As inequality deepens in Western industrialized societies, Milanovic argues that “there have been unmistakable signs of a decrease in global inequality” between nations because the middle classes in India, China, and other Asian countries are getting richer. Nonetheless, he also posits “citizenship premiums,” comparing how people fare at various points on the economic ladder in different countries. In other words, it is better to be poor in Sweden, with its generous social safety net, than in the Congo but it is also better to be rich in Brazil than rich in the Congo. Milanovic’s book contemplates that this could influence migration to countries with stronger social safety nets, and the paths taken by Syrian refugees bear this out: It is better to be at the bottom of German society than the bottom of Hungarian society.

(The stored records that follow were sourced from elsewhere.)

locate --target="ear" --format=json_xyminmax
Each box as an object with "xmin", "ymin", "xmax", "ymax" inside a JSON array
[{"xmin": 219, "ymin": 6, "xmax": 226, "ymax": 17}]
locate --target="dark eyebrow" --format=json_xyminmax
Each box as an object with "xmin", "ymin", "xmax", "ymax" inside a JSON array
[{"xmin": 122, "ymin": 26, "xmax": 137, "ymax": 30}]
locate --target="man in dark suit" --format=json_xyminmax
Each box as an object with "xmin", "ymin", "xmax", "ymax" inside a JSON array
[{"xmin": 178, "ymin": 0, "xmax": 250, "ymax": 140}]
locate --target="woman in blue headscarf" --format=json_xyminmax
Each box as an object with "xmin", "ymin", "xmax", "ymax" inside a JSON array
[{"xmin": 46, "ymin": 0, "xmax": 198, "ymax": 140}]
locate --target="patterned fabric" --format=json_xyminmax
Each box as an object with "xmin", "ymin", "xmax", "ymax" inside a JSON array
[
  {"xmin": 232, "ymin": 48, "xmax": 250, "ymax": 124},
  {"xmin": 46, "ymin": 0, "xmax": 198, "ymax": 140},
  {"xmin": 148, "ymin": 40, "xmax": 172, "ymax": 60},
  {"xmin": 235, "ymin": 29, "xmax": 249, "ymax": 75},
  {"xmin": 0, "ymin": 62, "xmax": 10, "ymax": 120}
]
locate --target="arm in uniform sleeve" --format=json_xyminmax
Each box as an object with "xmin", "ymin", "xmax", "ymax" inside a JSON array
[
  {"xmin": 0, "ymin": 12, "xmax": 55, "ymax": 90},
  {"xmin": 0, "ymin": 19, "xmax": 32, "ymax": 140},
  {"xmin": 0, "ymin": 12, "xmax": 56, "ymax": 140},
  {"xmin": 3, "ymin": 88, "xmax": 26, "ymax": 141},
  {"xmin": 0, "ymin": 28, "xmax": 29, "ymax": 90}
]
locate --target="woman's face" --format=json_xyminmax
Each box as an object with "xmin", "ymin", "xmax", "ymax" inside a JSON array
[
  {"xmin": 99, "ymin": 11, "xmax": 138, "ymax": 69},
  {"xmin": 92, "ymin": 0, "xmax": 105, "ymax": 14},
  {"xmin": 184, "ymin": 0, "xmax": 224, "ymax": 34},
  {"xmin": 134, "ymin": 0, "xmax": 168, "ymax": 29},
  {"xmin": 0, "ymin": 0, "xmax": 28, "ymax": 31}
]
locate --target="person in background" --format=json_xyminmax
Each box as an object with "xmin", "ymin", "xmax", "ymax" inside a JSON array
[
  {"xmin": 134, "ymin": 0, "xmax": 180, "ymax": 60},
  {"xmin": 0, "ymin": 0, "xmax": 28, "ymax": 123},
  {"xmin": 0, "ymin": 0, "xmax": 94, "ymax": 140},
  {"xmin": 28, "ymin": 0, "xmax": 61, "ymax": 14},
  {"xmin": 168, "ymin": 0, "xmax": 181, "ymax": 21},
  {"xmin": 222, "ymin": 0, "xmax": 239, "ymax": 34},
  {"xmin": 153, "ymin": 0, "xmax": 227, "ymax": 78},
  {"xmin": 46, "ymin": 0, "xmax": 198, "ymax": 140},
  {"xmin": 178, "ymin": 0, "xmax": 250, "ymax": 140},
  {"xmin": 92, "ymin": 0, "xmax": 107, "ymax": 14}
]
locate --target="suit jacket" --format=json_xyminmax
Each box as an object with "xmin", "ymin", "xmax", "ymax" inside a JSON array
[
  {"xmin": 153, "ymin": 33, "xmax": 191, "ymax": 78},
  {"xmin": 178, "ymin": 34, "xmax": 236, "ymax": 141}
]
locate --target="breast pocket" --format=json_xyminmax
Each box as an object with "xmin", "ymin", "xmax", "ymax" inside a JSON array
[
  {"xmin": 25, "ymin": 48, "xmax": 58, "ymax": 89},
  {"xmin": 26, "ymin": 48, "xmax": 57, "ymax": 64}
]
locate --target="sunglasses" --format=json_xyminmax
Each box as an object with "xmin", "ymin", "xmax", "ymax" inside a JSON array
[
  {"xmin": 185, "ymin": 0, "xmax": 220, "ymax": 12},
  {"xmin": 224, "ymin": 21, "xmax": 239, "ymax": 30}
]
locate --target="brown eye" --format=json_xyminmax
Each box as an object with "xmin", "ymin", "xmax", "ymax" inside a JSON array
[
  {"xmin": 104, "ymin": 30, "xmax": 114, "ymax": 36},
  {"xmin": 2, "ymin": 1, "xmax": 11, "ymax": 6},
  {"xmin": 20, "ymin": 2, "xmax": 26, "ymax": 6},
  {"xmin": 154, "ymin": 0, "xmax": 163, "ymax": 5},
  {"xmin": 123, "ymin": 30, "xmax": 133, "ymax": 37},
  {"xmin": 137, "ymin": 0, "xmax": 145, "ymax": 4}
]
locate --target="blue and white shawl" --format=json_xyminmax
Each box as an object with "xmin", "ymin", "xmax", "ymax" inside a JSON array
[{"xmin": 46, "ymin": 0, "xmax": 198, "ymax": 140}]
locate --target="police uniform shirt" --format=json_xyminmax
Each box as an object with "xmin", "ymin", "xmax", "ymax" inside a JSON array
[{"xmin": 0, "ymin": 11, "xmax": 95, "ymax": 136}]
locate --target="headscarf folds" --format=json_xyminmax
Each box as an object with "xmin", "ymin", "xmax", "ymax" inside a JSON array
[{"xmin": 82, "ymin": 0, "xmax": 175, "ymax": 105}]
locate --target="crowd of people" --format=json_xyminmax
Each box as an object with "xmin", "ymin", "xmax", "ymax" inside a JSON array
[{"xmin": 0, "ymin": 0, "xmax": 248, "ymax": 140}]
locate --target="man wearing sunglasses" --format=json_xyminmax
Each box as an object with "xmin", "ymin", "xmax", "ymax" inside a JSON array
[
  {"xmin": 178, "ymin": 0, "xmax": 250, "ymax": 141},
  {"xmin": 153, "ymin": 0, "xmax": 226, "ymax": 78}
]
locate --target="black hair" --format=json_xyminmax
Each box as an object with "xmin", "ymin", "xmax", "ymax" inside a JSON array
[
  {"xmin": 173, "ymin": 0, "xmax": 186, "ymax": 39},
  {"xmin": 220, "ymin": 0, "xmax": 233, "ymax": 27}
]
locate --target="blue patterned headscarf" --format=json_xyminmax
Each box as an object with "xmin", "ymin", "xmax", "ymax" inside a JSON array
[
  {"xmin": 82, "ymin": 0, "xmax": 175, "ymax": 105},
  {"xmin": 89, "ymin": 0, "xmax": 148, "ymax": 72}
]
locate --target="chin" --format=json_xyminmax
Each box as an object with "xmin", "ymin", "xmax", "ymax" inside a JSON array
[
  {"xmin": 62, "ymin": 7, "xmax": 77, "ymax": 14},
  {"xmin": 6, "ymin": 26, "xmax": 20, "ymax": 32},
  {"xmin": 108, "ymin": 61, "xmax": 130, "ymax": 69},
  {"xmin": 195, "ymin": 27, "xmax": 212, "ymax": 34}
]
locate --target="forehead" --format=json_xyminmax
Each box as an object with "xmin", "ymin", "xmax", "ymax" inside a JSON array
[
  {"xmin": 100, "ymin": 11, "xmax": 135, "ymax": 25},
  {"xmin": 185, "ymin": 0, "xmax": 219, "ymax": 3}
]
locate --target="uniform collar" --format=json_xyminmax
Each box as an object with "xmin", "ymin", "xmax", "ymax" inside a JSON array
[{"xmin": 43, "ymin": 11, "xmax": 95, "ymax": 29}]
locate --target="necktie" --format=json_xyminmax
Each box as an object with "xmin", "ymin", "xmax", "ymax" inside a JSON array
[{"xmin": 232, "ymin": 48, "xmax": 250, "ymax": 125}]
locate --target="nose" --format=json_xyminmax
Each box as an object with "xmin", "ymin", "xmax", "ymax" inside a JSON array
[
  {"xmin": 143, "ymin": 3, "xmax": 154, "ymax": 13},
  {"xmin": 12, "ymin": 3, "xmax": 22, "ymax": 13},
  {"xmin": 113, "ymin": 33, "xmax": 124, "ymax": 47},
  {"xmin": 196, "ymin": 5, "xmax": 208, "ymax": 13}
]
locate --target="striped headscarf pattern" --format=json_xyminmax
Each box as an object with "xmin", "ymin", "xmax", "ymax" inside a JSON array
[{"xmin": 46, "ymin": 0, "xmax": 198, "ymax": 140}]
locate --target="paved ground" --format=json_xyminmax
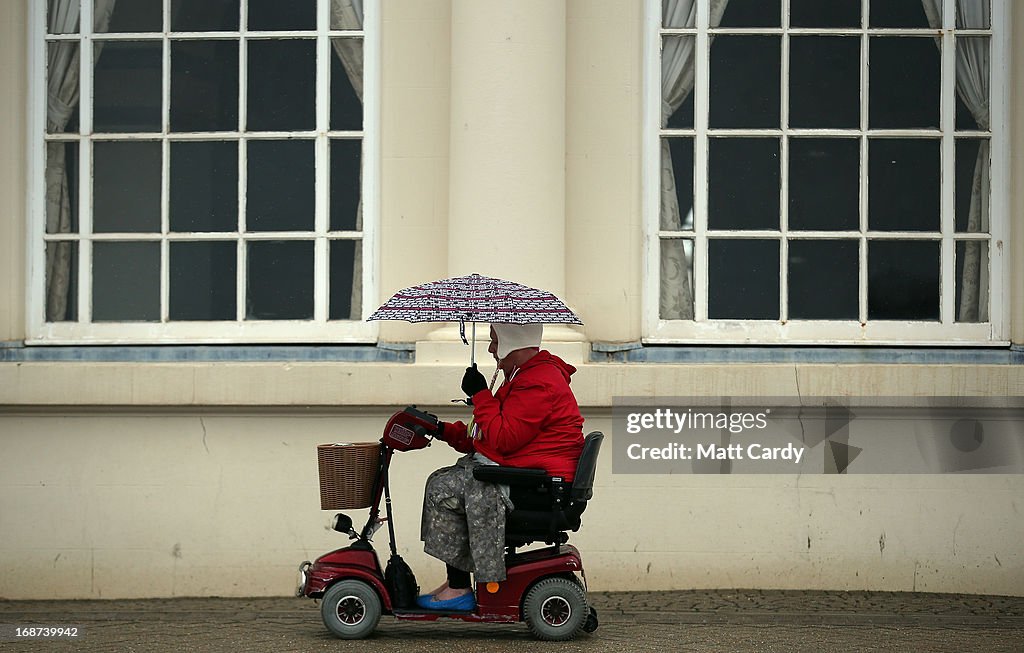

Milanovic’s work is greatly influenced by French economist Thomas Piketty’s economic tome Capital in the Twenty-First Century. Piketty has a new book out, Chronicles on Our Troubled Times, that makes similar points. “It’s almost inevitable that growth in the twenty-first century will settle at a rate far lower than the rate of return on capital—that is, what wealth earns on average over the course of a year.as a percentage of its initial value,” Piketty writes.
Chronicles is a compilation of 700-word newspaper columns that Piketty wrote over the past decade for the Paris-based newspaper Liberation. In it he offers practical solutions to the European debt crisis. Germany and France enjoy low interest rates for borrowing money, he says, and should extend this power to other European Union members by socializing the heavy debt carried by countries such as Spain and Greece in the form of Euro bonds. Piketty also argues that the EU should reverse austerity measures and end tax havens.
Both Milanovic and Piketty are bearish on the prospects for stemming inequality in the U.S. Milanovic writes of a “perfect storm” of forces such as further rising incomes at the top, highly skilled labor and capital merging (super-managers earning big salaries), and the rich buying elections. Piketty cheekily asks “will oligarchy, or plutocracy, be America’s future?” While racist and nationalist forces are gathering strength in both Europe and the U.S. in a backlash against immigration and economic stagnation, there are bright spots. Black Lives Matter challenged both the Bernie Sanders and Hillary Clinton campaigns and the underlying inequalities in the justice system. While Donald Trump’s message is mostly crass showmanship and deeply antagonistic towards immigrants, he’s forcing the Republican party to at least pay lip service to the economic concerns of its white base, although his actual economic proposals, except for opposing unfair trade deals, are standard-issue GOP “cut taxes and deregulate” prescriptions.